One of the overlooked factors in the Florida electoral mess that we've been suffering was how and when national television networks chose to interpret their own exit polls.
But instead of taking responsibility for their rush to judgment, the networks quickly blamed Voter News Service, the networks' own exit polling consortium.
VNS was established by the networks in 1990 to conduct election exit polls and, apparently, to serve as a scapegoat for bad decisions by network news executives.
In a recent article, Washington Post polling director Richard Morin explained how the networks got it so wrong on Election Eve. According to Morin, Fox News used VNS exit poll data at 2:16 a.m. EST Nov. 8 to declare that the Republican candidate, Texas Gov. George W. Bush, had won Florida. Ironically, Bush was anointed by John Ellis, who headed the Fox "call desk" and just happens to be Bush's first cousin. Other networks quickly followed suit but less than an hour later, they reversed course and put Florida back in the undecided column.
Earlier in the evening, however, the networks had called Florida for Democratic Vice President Al Gore, thereby affecting final results in Florida and several other close states. In their unseemly haste to be first, they made the call for Gore even before polls had closed in the western Florida "panhandle," which includes the capital, Tallahassee. And that was three hours before polls closed in Nevada and the West. So who's to blame for this electoral debacle?
The Post's Morin puts the blame squarely on the networks. The Florida mess, Morin wrote, "was an inevitable consequence of a decision by ABC in 1994 to go out on its own to make election calls. Prior to that time, VNS had been responsible for all calls on Election Night, which were reported by the networks.... By 1996, each network had in place a decision desk staffed with statisticians, political scientists and consultants in service to a single dubious end: be the first to call the winners of state and national races."
And that's what the networks did on Nov. 7-8, throwing Florida and the rest of the nation into electoral turmoil.

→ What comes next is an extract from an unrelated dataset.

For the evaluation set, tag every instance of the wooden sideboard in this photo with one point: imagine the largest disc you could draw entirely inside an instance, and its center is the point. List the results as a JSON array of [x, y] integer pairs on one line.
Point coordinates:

Morin's solution to this problem is for the networks "to dump their decision desks and make VNS solely responsible for making all state and national Election Night calls." No one would be permitted to make early calls under the threat of losing their access to VNS data. And if this makes VNS reluctant to call elections before the last vote is counted, so be it.
And finally, Morin says news anchor Peter Jennings should "admit on behalf of ABC that the network was wrong six years ago to start this rush to judgment that culminated with the humiliating Bush call. Order him to apologize effusively for any damage done to the political process.... Now that would be must-see TV." Would it ever! But it's never going to happen because the networks are hyper-competitive and they would hide behind their First Amendment freedom to report the news.
After the erroneous election night calls, veteran newsman Tom Rosenstiel of the Los Angeles Times questioned the relationships between journalists and the politicians they cover. Although he used Bush cousin John Ellis as an example of this conflict-of-interest problem, he might have used others such as former Clinton confidantes Dick Morris and George Stephanopoulous, now working for Fox and ABC, respectively. Or former Bush administration Pentagon spokesman Pete Williams, who is at NBC. How can these people be objective in their political coverage and commentary?
"Journalism is becoming a subsidiary to larger corporate interests such as ABC inside Disney, or Time Inc. magazines inside AOL," wrote Rosenstiel. "The biggest threat of the information revolution is that we could lose journalism as an honest referee of the public square on behalf of citizens."
Rosenstiel said journalistic credibility depends on "the idea that a journalist puts citizens first - ahead of party affiliation, shareholder equity, advertiser preference or the boss' whim." That's what I learned at the University of Washington Journalism School 40 years ago, but I fear that ethical standards have slipped since then.
As far as the mess in Florida is concerned, it's high time to wrap it up and declare a winner. It's not our fault, nor the fault of state election laws, if the confused voters of Palm Beach County couldn't follow the arrows. Stupidity is no excuse. They had their chance and they blew it; better luck next time. In the two local precincts I worked on Election Day, we had only four spoiled ballots among 400 voters. We put the cancelled ballots into an envelope and issued new ones to solve the problem. Easy.
Al Gore's proposed "compromise" was no compromise at all because it would have permitted Democratic election officials to hand count votes in three heavily Democratic counties until they achieve the desired result - a Gore victory.
Wisely, Gov. Bush rejected the Gore plan outright. After this weekend's final count, Gore should concede graciously and gear-up for his run for the Democratic presidential nomination in 2004 against Sen. Hillary Rodham Clinton of New York. I can hardly wait.
Guy W. Farmer, a semi-retired journalist and former U.S. diplomat, lives and votes in Carson City.